Posted by Judie (Member # 38323) on :
There was an earlier thread on this book. You might be able to find it in the search.
From the excerpts I read, I disagreed with the authors premise on some things and I didn't find his reasoning scientific though he did believe a lot of things to be true. The book was more based on opinion and anecdotal evidence to me.
My anecdotal evidence and opinion is the opposite of his on some points, so I don't find the book helpful.
Posted by Carmen (Member # 42391) on :
I'm a huge supporter of antedotal evidence. The whole naturopathic movement has been based on antedotal evidence that has come out of our human history in healing and its responsible for many if not all of the alternative medicines that people here use, including herbs, homoepathics, vitamins, juicing, raw foods, enemas, saunas, salt, etc.

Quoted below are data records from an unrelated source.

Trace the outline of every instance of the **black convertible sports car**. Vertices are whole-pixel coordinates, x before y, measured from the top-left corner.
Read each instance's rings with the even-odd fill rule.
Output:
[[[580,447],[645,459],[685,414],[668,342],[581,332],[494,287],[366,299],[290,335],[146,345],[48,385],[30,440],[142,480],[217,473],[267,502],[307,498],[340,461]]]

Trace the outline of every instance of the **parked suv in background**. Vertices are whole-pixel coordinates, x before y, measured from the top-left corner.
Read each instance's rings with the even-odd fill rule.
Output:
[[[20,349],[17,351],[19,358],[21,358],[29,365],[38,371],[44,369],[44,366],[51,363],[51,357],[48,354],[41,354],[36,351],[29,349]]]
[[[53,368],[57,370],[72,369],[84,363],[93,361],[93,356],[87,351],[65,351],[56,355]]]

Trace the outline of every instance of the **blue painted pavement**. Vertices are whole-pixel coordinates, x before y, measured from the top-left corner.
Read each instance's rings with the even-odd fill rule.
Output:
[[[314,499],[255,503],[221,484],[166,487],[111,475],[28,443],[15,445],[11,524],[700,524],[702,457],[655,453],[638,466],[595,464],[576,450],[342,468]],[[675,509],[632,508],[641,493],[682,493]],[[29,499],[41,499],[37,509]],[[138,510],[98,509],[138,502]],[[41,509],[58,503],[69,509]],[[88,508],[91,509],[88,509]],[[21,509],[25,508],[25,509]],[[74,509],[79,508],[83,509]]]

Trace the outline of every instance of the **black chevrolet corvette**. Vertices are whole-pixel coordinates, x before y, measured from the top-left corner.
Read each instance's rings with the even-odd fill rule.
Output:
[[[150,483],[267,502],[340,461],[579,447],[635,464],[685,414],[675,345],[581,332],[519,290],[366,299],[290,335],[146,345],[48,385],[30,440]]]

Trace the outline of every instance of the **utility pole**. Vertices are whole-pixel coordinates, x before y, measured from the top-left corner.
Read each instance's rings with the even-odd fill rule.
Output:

If there are 'scientific' studies on these they have only occured in the last 50 years or less, vitamins being one of the first things 'scientifically' studied. I worked in naturopathic offices back in the mid seventies and it was all about parasites. Now people are finally starting to believe, like a religion but based on antedotal evidience. It took the lyme specialists how long to come to terms with that?
I dont trust science much. If it is funded by a pharmaceutical company or even from many universities they have an agenda and the agenda generally isn't your health. I dont trust the CDC nor NIH.. all biased, all with an agenda.
Science is only great if it is unbiased, without agenda and thats hard to find IMHO.
Although I haven't read this book and probably wont I bet he's got an important story to tell to the common person out there, maybe not lyme savoy folks as found here on this forum but to all those who are yet to become inflicted with one disease or another.
Posted by VV (Member # 38828) on :
It is certainly anecdotal but may be of some value. Some of his experiments sound over the top, but then again I guess this disease warrants trying every last tactic.
Posted by Lymetoo (Member # 743) on :
quote:Originally posted by Judie:
My anecdotal evidence and opinion is the opposite of his on some points, so I don't find the book helpful.
- Judie did not say she does not support anecdotal evidence. Read it again.
Posted by Carmen (Member # 42391) on :
Did anyone say that Judie does not support antidotal evidence? She, I can only assume, supports her own antedotal evidence.
I personally dont care for the word antedotal because its used to discredit lots of stuff that needs to be looked at and real experiences that people have. It's become a dirty word in science and medicine.
like ... oh, thats only antedotal so lets get real with real science.... and I've already stated my feelings about much of the real science out there these days.
Science can only be trusted when it is science for the sake of science not money... like profit, government grants, pharmaceutical funding, business loans, etc. Everything is held in suspicion until proved worthy.
I haven't seen much real science backed treatment for Lyme, considering the failure rates you gotta wonder what the heck is going on.